New York Post reporter takes heat for ‘Tiger King’ Joe Exotic question coronavirus briefing
New York Post reporter Steven Nelson is under fire for asking Donald Trump, during a coronavirus press briefing, if he is considering pardoning Joe Exotic, the subject of a popular Netflix true crime series “Tiger King.”
The New York Post is owned by Rupert Murdoch’s News Corp., which is the sister company to Fox Corp., the company that owns and operates a conservative commentary channel known for being a favorite of Trump’s and frequently called out for what some view as biased and misleading statements.
News consumers, media watchers and other reporters are weighing in, with some criticizing Nelson for asking what they view as a “trivial” question that isn’t directly related to the coronavirus, which is the main point of the briefings.
Some are defending the question, noting that since the White House eliminated daily press briefings prior to the coronavirus pandemic (it hadn’t held one in over a year before the outbreak), it’s also one of the only formal times reporters can ask Trump questions about White House business or the country in general.
Others point out that, given the explosive popularity of “Tiger King” (viewership is likely at least partially being driven up by shelter in place orders), the country is interested in hearing about the fate of Joe Exotic, whose real name is Joseph Allen Maldonado-Passage — meaning it’s a legit question to ask of Trump.

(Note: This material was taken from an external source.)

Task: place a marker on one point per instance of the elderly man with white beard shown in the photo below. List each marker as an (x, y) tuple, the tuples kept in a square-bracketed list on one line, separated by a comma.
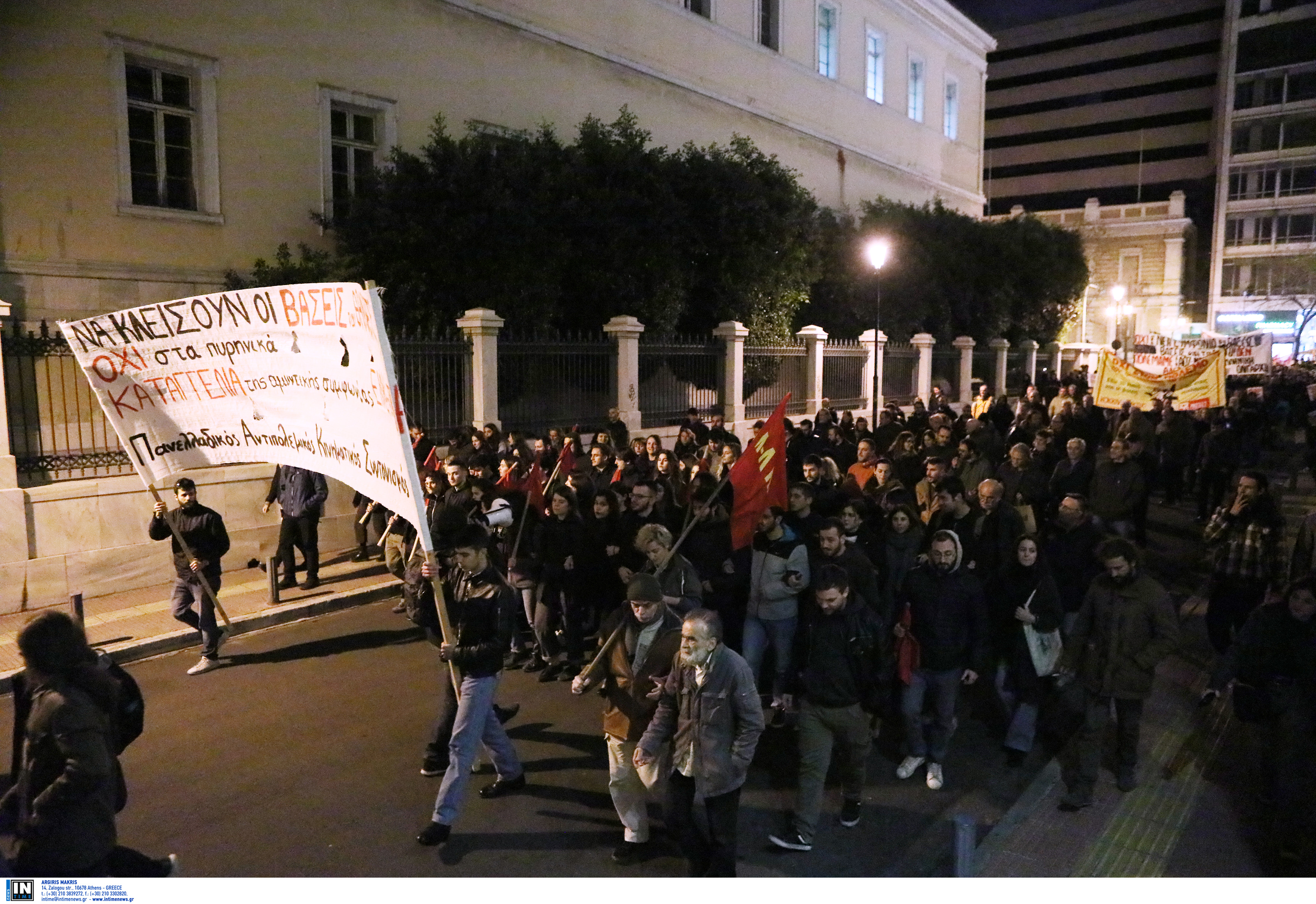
[(711, 712)]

Maldonado-Passage is currently serving a 22 year prison sentence after being convicted on animal abuse and “murder for hire” charges.
Earlier in the outbreak, reports surfaced that Maldonado-Passage had tested positive for coronavirus, though this is false.
It is true that the prison where Maldonado-Passage is being held does have COVID-19 cases.
It also appears that Maldonado-Passage is being held in isolation as a result of the outbreak.
I asked President Trump about a pardon request from the star of Netflix's top rated show after his son weighed in
Nelson, meanwhile, defended asking the question and pointed out he also asked about WHO funding and a recovery infrastructure bill at the same briefing.